Tuesday, April 9, 2019

The View From This Point

I have reached the point in my life where:

1. Much of what I eat is for medicinal reasons.

More fiber.  Less salt.  Vitamins.  Anti-oxidants.  All those things that you’re supposed to be careful about these days as the republic lurches toward authoritarianism and the short-sighted profiteering of global corporatism and right-wing lunacy fries the planet in a self-imposed climate catastrophe, because that’s what one does when there is not much else to do.  Nowhere on that list is anything about such food being tasty or enjoyable, and in my experience medicinal food rarely is.  It’s just fuel.

2. I no longer feel a need to attend social gatherings full of people I don’t know just to maintain appearances.

I’m perfectly happy with the people I know.  I like meeting new people too, but social gatherings full of strangers are pretty much the lowest percentage option for me to do that.  One on one is fine.  Otherwise, I’ve got books, I’ve got tea, and I’ve got comfortable furniture at home.  I’m good.

3. I will put books down if they’re poorly written.

I’m not in graduate school anymore.  There is no quiz at the end.  And I’m no longer willing to slog through painful prose to get to the supposedly glorious ideas underneath.  If you want me to pay attention to your words, state them well.

4. I don’t feel any particular need to stockpile skills for the future.

I am what I am.  If there is a skill I must have in order to do something that I want or need to do then I’ll go out and acquire it to the best of my ability, but “that might be useful someday” is no longer on my list of motivations.

5. My intention to accomplish a project is often both the first and last step I take on that project.

There’s a lot of projects in the world, some of them mine and many of them other people’s, and both time and motivation are short.

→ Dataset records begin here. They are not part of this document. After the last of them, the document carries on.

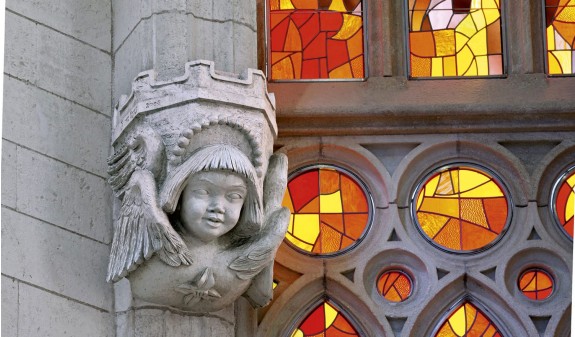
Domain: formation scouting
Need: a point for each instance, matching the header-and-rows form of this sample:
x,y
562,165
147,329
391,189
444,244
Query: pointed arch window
x,y
318,39
453,38
560,36
467,320
325,320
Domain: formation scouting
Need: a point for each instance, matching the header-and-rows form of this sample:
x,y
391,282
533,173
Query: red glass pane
x,y
394,285
461,209
326,321
467,321
536,284
560,37
309,40
564,202
330,210
449,38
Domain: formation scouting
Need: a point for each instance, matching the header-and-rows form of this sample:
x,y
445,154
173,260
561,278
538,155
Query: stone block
x,y
55,259
64,196
49,315
9,172
133,57
58,63
127,15
85,20
9,306
55,126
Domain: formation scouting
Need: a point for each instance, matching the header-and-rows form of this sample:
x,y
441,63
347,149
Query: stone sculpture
x,y
199,214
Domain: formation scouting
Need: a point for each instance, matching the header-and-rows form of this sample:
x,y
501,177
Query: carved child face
x,y
211,203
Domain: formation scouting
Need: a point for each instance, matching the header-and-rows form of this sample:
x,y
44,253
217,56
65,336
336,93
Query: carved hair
x,y
213,158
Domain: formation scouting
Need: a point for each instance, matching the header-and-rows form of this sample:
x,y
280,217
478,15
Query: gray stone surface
x,y
59,317
9,172
55,259
57,63
86,20
37,119
63,195
9,306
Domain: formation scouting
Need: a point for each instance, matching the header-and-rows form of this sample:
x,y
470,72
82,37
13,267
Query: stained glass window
x,y
536,284
325,321
564,201
394,285
467,321
461,208
560,31
455,38
330,210
315,39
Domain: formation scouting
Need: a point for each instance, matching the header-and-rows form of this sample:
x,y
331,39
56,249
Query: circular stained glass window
x,y
461,208
563,201
330,210
394,285
536,284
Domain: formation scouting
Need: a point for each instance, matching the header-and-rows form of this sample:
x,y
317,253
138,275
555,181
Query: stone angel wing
x,y
142,227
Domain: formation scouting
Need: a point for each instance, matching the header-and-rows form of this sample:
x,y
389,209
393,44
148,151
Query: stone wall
x,y
56,213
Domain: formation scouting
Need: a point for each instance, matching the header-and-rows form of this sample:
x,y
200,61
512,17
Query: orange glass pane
x,y
394,285
461,209
326,321
536,284
330,210
315,39
564,201
449,38
560,37
467,321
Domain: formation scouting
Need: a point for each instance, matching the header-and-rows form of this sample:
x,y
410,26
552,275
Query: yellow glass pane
x,y
484,191
479,19
286,4
570,208
436,66
444,42
448,207
306,227
469,179
482,65
449,66
351,24
564,59
431,186
464,60
338,6
478,43
330,314
458,321
298,243
431,224
330,203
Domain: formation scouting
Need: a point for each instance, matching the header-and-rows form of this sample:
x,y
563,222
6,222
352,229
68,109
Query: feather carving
x,y
142,227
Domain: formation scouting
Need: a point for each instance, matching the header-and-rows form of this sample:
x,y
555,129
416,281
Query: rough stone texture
x,y
63,195
35,119
59,317
9,171
54,259
9,306
57,63
181,31
86,20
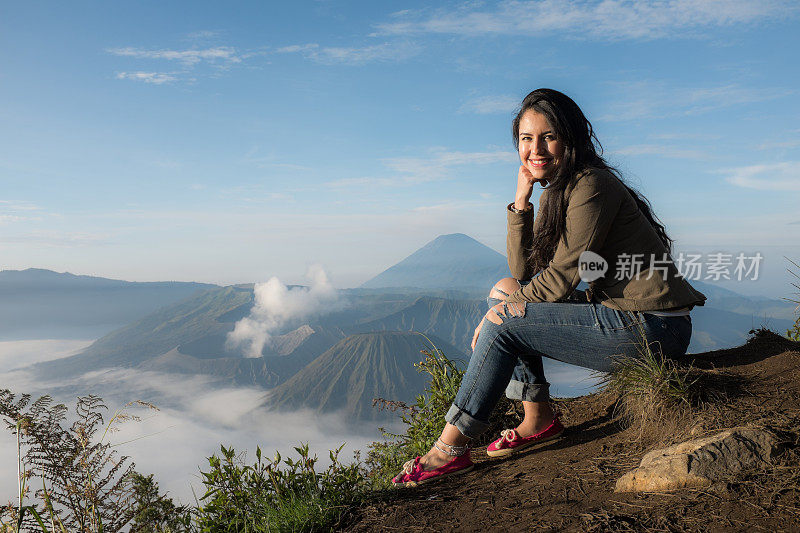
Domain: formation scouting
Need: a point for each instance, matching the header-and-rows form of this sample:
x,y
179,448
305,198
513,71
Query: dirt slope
x,y
568,485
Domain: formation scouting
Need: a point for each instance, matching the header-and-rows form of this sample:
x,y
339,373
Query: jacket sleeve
x,y
518,243
591,208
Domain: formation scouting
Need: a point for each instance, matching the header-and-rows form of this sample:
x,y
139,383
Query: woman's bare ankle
x,y
538,416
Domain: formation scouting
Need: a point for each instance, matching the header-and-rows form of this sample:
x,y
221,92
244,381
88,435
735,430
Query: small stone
x,y
700,462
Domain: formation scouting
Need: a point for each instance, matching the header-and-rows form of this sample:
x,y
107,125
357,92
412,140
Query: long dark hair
x,y
582,151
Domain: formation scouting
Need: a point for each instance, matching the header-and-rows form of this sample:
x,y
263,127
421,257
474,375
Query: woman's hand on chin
x,y
525,181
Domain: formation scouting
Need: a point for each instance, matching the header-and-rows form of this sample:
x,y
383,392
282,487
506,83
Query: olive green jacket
x,y
602,217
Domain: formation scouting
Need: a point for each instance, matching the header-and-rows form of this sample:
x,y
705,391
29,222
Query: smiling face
x,y
540,149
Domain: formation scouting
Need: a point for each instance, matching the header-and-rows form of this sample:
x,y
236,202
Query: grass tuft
x,y
654,393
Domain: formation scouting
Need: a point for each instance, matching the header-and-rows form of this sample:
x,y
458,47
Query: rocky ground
x,y
568,485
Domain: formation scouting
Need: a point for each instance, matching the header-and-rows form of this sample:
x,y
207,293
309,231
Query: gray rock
x,y
701,462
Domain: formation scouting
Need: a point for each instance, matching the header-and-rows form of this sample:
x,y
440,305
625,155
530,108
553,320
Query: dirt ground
x,y
568,484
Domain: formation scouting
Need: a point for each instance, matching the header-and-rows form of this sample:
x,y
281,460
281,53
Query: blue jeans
x,y
508,356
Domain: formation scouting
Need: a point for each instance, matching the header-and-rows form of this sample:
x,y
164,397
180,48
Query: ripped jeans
x,y
508,356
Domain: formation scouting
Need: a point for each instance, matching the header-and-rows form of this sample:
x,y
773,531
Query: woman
x,y
587,219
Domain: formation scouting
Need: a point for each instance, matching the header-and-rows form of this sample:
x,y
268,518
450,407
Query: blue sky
x,y
229,142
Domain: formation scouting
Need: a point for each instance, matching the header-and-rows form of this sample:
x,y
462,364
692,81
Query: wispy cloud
x,y
355,56
414,170
57,238
607,20
360,182
185,62
663,150
655,99
156,78
771,145
438,165
488,105
219,54
784,176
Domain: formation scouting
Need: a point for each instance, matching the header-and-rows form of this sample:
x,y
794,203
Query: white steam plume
x,y
275,305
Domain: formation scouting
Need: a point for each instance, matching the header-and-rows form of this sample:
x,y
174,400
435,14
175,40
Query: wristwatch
x,y
520,211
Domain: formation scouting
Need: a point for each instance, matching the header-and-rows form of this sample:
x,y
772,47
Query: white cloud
x,y
608,20
354,55
276,305
488,105
14,354
784,176
225,54
156,78
196,417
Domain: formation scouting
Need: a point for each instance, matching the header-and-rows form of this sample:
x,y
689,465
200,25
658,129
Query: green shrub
x,y
154,512
424,420
277,495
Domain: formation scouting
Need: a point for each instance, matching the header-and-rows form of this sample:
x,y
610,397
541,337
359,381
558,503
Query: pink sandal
x,y
510,442
413,473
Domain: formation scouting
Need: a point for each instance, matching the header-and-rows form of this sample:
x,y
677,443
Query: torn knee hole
x,y
497,293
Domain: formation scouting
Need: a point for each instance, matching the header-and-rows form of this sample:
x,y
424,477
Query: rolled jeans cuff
x,y
528,392
466,424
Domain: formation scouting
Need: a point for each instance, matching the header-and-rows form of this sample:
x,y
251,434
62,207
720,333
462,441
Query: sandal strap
x,y
455,451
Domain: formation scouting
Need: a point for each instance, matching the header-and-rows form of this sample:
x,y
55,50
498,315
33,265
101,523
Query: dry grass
x,y
659,400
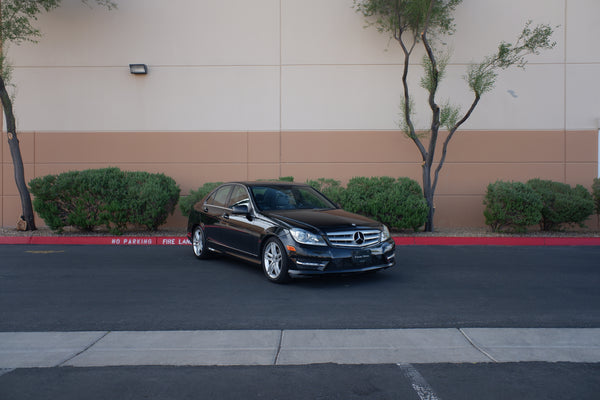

6. I am happy to pay others to do things I’d rather not do.

One of the many joys of employment is having the wherewithal to stimulate the economy and avoid unpleasant tasks at the same time.  This is, in some sense, a continuation of point 4 above.  I see no need to learn how to fix a roof, for example, when there are certified professionals who will take care of that for a reasonable sum.

7. I sympathize with the adults in Disney movies.

No, you can’t marry someone you just met and besides you’re only sixteen.  Go to college, get a job, make a life for yourself, figure out who you are and how you want to be treated, and then worry about that.  Also, around here we call it a “fork.”

8. I find that more and more I am using personal anecdotes in my history classes.

Been there.  Seen it.  Now fetch the old man a bourbon and settle down, kiddies, because today he’s going to tell you a story.

9. I know how many of those crises will end.

One of the side effects of working in education is that you end up on the receiving end of any number of people’s bad days.  They’re often very young and their world seems to be collapsing down around them and you sit there and think, “Yeah, I remember days like that and yet the world carried on and so, eventually, did I.”  That doesn’t mean the process is easy or fun – there are often real problems in that mix, problems that will take serious work to resolve – but it does give you a general sense of perspective that you can share.  Sometimes it helps.